Desired MEXMissing smaller valuesCopies of MEX to removeMinimum changes
0022
1000
2111
3101

The key observation is that the answer for MEX i is controlled by the larger of two requirements:

answer[i] = max(count[i], missingSmallerValues)

Copies of i must be changed because i cannot remain in the array. Missing smaller values must be created. The same changed positions can sometimes help with both goals, which is why the maximum is enough.

Why a sweep works

When moving from desired MEX i to desired MEX i + 1, only one new smaller value becomes required: i. If i was absent, the missing count increases by one. If it was present, nothing new is missing.

missing = 0
for i from 0 to N:
    answer = max(count[i], missing)
    print(answer)
    if count[i] == 0:
        missing = missing + 1

Java implementation shape

A Bronze-friendly Java version usually has three blocks: read values, build counts, sweep possible MEX values.

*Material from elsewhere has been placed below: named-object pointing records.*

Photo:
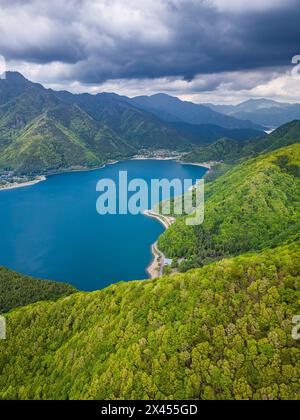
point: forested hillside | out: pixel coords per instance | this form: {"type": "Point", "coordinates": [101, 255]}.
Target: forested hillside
{"type": "Point", "coordinates": [42, 130]}
{"type": "Point", "coordinates": [17, 290]}
{"type": "Point", "coordinates": [220, 332]}
{"type": "Point", "coordinates": [255, 205]}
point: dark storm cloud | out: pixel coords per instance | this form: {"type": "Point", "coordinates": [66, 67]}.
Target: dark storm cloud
{"type": "Point", "coordinates": [162, 38]}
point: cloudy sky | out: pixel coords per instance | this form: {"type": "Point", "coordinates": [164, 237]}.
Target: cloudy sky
{"type": "Point", "coordinates": [223, 51]}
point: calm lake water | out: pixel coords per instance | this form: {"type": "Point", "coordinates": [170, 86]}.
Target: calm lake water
{"type": "Point", "coordinates": [52, 230]}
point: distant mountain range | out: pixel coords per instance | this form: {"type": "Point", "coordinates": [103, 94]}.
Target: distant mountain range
{"type": "Point", "coordinates": [264, 112]}
{"type": "Point", "coordinates": [172, 109]}
{"type": "Point", "coordinates": [42, 130]}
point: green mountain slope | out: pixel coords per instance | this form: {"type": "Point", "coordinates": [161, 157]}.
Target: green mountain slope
{"type": "Point", "coordinates": [139, 128]}
{"type": "Point", "coordinates": [254, 205]}
{"type": "Point", "coordinates": [220, 332]}
{"type": "Point", "coordinates": [41, 133]}
{"type": "Point", "coordinates": [17, 290]}
{"type": "Point", "coordinates": [46, 145]}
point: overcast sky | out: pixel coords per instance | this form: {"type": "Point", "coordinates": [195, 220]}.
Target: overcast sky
{"type": "Point", "coordinates": [222, 51]}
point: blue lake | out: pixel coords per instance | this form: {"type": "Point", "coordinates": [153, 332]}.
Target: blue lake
{"type": "Point", "coordinates": [52, 230]}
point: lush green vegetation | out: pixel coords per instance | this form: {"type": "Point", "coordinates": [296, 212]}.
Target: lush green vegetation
{"type": "Point", "coordinates": [220, 332]}
{"type": "Point", "coordinates": [248, 208]}
{"type": "Point", "coordinates": [17, 290]}
{"type": "Point", "coordinates": [43, 131]}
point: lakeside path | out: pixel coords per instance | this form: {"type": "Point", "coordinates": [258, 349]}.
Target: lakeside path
{"type": "Point", "coordinates": [23, 184]}
{"type": "Point", "coordinates": [155, 269]}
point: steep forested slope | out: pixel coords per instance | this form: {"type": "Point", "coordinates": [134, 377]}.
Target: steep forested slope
{"type": "Point", "coordinates": [17, 290]}
{"type": "Point", "coordinates": [220, 332]}
{"type": "Point", "coordinates": [42, 130]}
{"type": "Point", "coordinates": [141, 129]}
{"type": "Point", "coordinates": [255, 205]}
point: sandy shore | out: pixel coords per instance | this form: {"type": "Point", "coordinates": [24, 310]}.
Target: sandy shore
{"type": "Point", "coordinates": [23, 184]}
{"type": "Point", "coordinates": [155, 269]}
{"type": "Point", "coordinates": [166, 221]}
{"type": "Point", "coordinates": [208, 165]}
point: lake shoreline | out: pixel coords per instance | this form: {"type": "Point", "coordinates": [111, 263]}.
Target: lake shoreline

int[] count = new int[n + 2];
for (int value : values)
{
    if (value <= n)
    {
        count[value]++;
    }
}

int missing = 0;
for (int mex = 0; mex <= n; mex++)
{
    int changes = Math.max(count[mex], missing);
    System.out.println(changes);

    if (count[mex] == 0)
    {
        missing++;
    }
}

Common mistakes

  • Counting values larger than N too carefully: for MEX values from 0 to N, larger values do not need their own frequency bucket.
  • Using addition instead of max: the operations can overlap because changing a forbidden MEX value can create a missing smaller value.
  • Updating missing too early: print the answer for MEX i before making i required for the next step.
  • Forgetting MEX N: an array of length N can have MEX N if every value 0..N-1 appears.

Practice prompt

Try the same sweep on [1, 1, 3, 0]. Build the frequency table, list answers for MEX 0 through 4, and explain exactly when missing increases.